The side effects are a little bit more common with the COVID vaccine than they are, say, with the flu vaccine. And you may experience a sore arm. You may feel tired for a day or two. You may get flu-like symptoms. Or you might not. It really is different from person to person. I’ve talked to a number of people who had absolutely no symptoms. I’ve talked to other people who had more severe kind of flu-like symptoms. But the bottom line is that after a day or two, those symptoms subside and you are able to kind of get back to your normal daily activities. And it is a relatively small price to pay for creating that protection against COVID not only for yourself, but for our community.
And if I’m especially nervous about being under the weather for an exam, I can just make sure to schedule it for the few days after that exam.
Exactly. That’s what we really — when we talk to people, one of the things we’re hearing when we’re talking to students and staff and faculty who are contacting us for vaccine navigation services, is that hesitancy about — you know, it’s midterms, I’ve got a big assignment due, I’ve a big project at work. So we kind of strategize with them about, well, let’s look at your schedule, let’s think about when you might have a down day the next day and try and get you an appointment that syncs up with that. So we get you past your midterm or past that big project at work. Or if you’ve got a day off coming up, we can try and time your vaccine appointment so that you’re not having to be at work or not having to be in class. So we really tried to accommodate that as best we can, because that’s a very real concern. We totally get that, totally understand that.

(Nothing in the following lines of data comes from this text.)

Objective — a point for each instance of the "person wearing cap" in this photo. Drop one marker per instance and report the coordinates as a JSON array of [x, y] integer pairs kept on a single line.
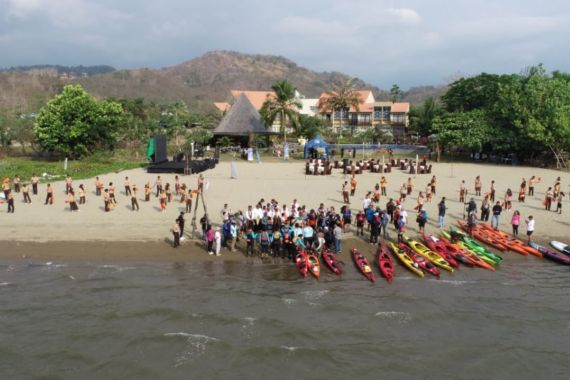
[[441, 209], [180, 221]]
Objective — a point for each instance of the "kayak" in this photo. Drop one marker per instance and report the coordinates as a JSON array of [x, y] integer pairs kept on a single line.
[[454, 251], [405, 259], [362, 265], [551, 255], [482, 237], [438, 247], [481, 262], [385, 263], [564, 248], [478, 248], [301, 263], [420, 261], [511, 242], [331, 262], [314, 266], [428, 254]]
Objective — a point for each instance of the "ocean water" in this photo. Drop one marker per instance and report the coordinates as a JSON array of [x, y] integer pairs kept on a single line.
[[247, 320]]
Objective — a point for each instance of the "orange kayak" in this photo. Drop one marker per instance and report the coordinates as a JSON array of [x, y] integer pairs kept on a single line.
[[511, 242]]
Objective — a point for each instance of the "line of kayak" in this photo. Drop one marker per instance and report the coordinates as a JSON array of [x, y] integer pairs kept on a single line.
[[448, 251]]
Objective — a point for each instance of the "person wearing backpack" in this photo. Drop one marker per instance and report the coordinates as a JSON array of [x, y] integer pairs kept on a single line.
[[422, 219], [384, 220]]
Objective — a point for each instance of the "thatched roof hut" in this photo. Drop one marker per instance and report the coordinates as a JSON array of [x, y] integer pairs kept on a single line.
[[241, 120]]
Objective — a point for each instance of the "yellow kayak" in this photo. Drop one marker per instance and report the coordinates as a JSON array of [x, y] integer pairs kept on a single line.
[[405, 259], [428, 254]]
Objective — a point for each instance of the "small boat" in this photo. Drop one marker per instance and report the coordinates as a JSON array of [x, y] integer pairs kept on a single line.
[[428, 254], [564, 248], [385, 263], [301, 263], [314, 266], [426, 265], [362, 265], [551, 255], [438, 247], [476, 259], [405, 259], [331, 262]]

Yeah. So, the end message is, you know, you can wait a little bit, but just get it as soon as it fits in your schedule well.
You know, what if I’m looking at the vaccine and I just don’t really like getting poked by a needle and I’d rather take my chances. What would you say to someone who’s thinking that?

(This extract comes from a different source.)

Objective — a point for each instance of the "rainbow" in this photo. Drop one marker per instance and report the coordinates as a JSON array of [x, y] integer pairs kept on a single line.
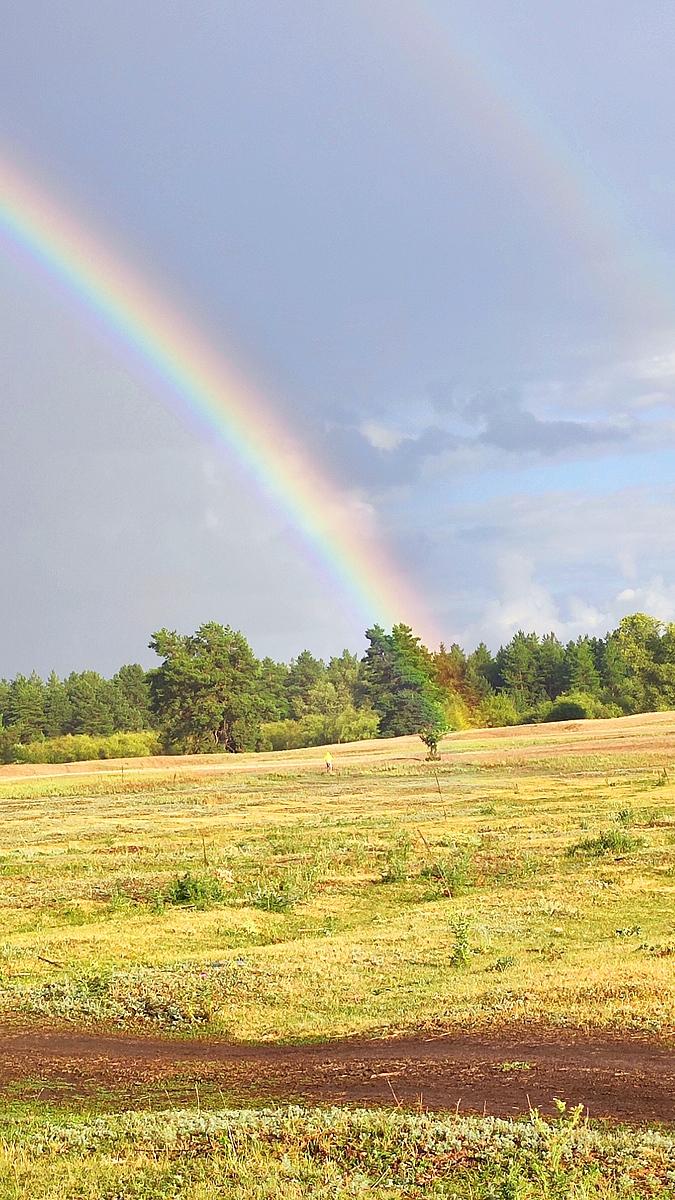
[[336, 529]]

I get it. I get that people have questions. I get that people are nervous. And I would say a few things. One is do your research. Look at reputable sites. Look at local health departments’ sites. Look at your state health department site. Look at the CDC for good, valid, verifiable information about the vaccine. You know, knowledge is power. Understand the vaccines, understand the protection they provide, understand everything you can about it. Give us a call. We talk to people all day long at Contact Tracing and Vaccine Navigation Services, and are happy to talk you through those concerns, point you to some resources to help you better understand the vaccine. If you have specific questions about a medical condition you might have, and whether or not it’s safe for you to get the vaccine, talk to your healthcare provider, they can provide you a good amount of information and reassurance.

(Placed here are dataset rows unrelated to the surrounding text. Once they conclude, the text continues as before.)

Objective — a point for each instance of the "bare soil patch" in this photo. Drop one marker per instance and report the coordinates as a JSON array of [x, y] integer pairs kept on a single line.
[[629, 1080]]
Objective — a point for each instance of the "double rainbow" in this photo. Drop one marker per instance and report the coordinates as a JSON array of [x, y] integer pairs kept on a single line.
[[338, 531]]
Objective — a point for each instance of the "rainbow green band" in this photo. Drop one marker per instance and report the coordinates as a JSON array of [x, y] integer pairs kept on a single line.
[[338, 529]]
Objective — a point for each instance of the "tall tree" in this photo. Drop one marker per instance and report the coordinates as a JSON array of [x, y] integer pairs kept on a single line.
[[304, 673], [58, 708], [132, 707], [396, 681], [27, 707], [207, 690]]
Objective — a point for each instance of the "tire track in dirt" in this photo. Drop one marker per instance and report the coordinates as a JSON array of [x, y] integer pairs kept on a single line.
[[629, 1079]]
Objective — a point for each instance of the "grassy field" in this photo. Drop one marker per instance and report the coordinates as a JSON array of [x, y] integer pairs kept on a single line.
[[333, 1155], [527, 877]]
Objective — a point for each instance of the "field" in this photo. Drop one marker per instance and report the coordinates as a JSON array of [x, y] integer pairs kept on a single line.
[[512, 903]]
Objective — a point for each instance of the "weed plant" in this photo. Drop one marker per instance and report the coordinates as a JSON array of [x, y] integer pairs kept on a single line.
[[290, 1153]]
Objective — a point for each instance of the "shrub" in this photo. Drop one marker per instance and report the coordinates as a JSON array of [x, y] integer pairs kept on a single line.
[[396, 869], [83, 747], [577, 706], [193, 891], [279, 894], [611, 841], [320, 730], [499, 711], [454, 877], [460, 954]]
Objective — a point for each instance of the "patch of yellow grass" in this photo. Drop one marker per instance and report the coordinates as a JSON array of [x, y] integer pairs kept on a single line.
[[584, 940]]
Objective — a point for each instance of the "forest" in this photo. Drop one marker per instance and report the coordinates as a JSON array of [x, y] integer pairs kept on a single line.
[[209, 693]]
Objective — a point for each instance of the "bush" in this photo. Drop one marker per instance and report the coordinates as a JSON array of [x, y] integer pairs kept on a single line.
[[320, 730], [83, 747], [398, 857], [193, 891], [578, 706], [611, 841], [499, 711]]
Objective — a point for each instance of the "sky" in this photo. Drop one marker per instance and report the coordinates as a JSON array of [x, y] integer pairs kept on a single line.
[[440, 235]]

And again, while you may not get seriously ill and you’re willing to kind of take the chance, it doesn’t mean that you wouldn’t pass it on to somebody else who could get very seriously ill who could die. It could be a family member, a parent, or a grandparent or a good friend. And I don’t think any of us want to be that person, right? So this is really our opportunity to do our part, not only to protect our own health, but to help protect the health of those we care about the most. So first and foremost, give us a call. We’re at 949-824-2300. And we’re here Monday through Friday from 8 a.m. to 5 p.m. And happy to talk about any questions or concerns you may have and point you in the right direction for resources and referrals and get you hooked up with an appointment.
David, thank you for joining me today on the UCI Podcast.
Happy to have been here. Thanks so much.